An hour or two later, the teeth are pulled from the drying oven. Now they are brittle white and lighter than before. When the upper and lower teeth brush together they rasp and set my own teeth on edge. I carefully sand down a few rough spots on the base, and blow away the dust. Now I turn to the Rubbermaid vat of polishing soap and remove the lid. The soap is thick and yellowy clear; it oozes up around my fingers as I lower the models in.
The process is so interminable it is seldom distinguishable as a process.
After an hour in the soap, the plaster of Paris has begun to spread an aura in the surfactant surrounding each piece. I carefull grip each slippery one as I pull it out; I am loth to chip what I have worked this carefully to build. Upper and lower is laid separately on paper towels to drain. There they stay for two to three hours.
And when the reward finally comes, will it be of any use?
Finally comes the polishing stage. I strike quickly using more paper towels to squeegee the excess soap away. Then with fresh dry towels I rapidly buff the dental statuettes to a gleaming shine.
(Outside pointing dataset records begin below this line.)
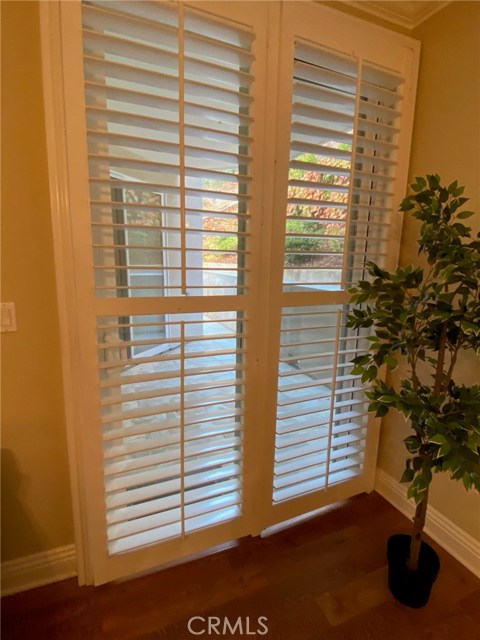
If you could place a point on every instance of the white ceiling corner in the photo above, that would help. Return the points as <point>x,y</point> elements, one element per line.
<point>406,13</point>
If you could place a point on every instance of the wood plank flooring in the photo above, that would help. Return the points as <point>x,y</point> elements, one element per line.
<point>323,579</point>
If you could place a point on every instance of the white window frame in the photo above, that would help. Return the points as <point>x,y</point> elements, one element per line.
<point>65,197</point>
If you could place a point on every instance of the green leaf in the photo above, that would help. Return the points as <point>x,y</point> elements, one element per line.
<point>465,214</point>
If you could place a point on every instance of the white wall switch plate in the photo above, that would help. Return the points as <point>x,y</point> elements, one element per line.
<point>9,318</point>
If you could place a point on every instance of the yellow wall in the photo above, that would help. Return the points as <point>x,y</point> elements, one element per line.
<point>36,505</point>
<point>445,141</point>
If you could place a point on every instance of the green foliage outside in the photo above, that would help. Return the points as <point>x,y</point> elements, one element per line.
<point>426,317</point>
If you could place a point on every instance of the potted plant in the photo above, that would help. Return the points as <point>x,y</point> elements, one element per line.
<point>421,318</point>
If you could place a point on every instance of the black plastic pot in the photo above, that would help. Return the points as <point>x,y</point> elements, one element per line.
<point>411,588</point>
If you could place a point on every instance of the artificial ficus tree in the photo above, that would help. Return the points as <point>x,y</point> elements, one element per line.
<point>425,317</point>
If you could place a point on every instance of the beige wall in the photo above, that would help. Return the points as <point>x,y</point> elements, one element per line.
<point>36,506</point>
<point>445,141</point>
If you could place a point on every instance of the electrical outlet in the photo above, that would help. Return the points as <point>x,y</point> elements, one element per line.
<point>9,318</point>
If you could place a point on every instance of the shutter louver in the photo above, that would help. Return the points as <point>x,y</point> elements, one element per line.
<point>172,422</point>
<point>168,116</point>
<point>321,408</point>
<point>340,190</point>
<point>342,155</point>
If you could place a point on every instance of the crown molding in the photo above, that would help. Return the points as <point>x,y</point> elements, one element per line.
<point>406,13</point>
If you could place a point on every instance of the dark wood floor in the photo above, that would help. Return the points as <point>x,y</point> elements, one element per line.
<point>324,579</point>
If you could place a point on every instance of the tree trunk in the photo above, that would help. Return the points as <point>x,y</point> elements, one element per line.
<point>418,524</point>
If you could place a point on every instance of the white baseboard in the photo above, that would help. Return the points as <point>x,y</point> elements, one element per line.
<point>38,569</point>
<point>461,545</point>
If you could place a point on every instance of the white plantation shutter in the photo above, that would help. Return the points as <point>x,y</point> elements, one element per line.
<point>342,171</point>
<point>221,174</point>
<point>168,101</point>
<point>342,161</point>
<point>169,114</point>
<point>321,407</point>
<point>172,428</point>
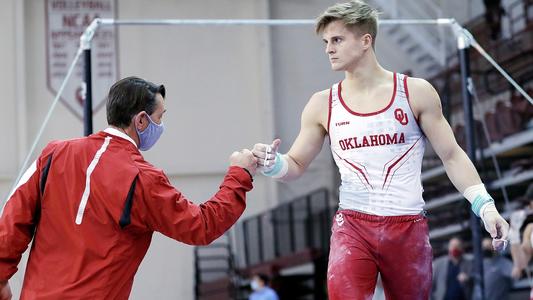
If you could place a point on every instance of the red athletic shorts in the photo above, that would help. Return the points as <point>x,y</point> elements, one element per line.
<point>363,245</point>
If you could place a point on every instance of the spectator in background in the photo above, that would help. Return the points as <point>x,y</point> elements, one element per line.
<point>451,274</point>
<point>497,271</point>
<point>493,16</point>
<point>261,290</point>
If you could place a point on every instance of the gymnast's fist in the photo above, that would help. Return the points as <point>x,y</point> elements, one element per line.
<point>244,159</point>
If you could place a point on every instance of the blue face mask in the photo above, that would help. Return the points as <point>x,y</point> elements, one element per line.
<point>149,136</point>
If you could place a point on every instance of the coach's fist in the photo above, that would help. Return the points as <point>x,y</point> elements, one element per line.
<point>244,159</point>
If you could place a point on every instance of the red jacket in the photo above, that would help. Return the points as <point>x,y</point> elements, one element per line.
<point>128,199</point>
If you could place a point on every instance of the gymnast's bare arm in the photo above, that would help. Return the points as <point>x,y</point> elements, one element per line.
<point>309,141</point>
<point>461,171</point>
<point>427,107</point>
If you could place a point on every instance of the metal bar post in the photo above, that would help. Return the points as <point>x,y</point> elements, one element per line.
<point>464,59</point>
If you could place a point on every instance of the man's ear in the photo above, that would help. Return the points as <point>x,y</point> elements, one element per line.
<point>367,40</point>
<point>140,120</point>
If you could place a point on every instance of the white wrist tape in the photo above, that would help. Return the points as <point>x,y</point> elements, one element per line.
<point>280,168</point>
<point>480,199</point>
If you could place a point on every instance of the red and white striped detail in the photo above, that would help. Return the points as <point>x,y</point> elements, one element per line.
<point>360,171</point>
<point>394,166</point>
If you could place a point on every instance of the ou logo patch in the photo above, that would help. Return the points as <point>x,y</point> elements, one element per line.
<point>401,116</point>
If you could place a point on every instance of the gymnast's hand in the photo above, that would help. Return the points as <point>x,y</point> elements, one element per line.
<point>244,159</point>
<point>497,227</point>
<point>266,155</point>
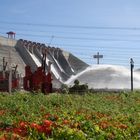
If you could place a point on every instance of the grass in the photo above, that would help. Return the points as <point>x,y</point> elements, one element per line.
<point>72,116</point>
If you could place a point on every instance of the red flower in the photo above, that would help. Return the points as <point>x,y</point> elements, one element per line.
<point>47,123</point>
<point>23,124</point>
<point>35,126</point>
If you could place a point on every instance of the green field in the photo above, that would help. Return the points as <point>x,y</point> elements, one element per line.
<point>101,116</point>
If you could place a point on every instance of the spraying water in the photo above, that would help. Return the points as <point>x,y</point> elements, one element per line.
<point>106,76</point>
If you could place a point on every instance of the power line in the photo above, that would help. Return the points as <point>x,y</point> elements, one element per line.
<point>71,26</point>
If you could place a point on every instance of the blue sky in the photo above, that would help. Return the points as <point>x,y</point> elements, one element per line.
<point>83,27</point>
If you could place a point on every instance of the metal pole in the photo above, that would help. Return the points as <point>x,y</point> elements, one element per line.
<point>132,66</point>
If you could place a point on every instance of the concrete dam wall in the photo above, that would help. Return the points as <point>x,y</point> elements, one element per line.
<point>24,52</point>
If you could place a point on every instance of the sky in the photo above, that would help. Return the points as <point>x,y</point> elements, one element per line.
<point>82,27</point>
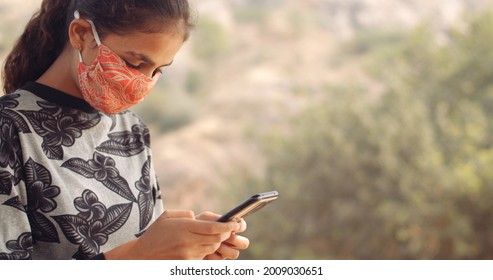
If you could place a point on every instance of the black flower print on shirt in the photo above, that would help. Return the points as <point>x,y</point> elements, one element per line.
<point>10,153</point>
<point>102,169</point>
<point>41,199</point>
<point>59,126</point>
<point>16,203</point>
<point>21,249</point>
<point>127,143</point>
<point>7,103</point>
<point>92,226</point>
<point>5,182</point>
<point>146,195</point>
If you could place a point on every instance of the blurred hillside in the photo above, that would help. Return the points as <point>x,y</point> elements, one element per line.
<point>327,101</point>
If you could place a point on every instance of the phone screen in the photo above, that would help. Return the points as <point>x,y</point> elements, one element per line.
<point>249,206</point>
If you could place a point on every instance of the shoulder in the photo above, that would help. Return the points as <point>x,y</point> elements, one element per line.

I am proud of this stage; many other dental impressions makers don’t bother shining up the models. When I am finished I fit them back together and inspect my work. They are a glorified grimace; for some a motley freeze frame of the present and the past. For others they are the straightly ordered similitude of a smile at the future. There is hope in all of them for the patients from whose dentim they were struck. For the final impressions are made more glorious by the story they can only tell when sitting side by side with the earlier record of the orthodontist’s charge.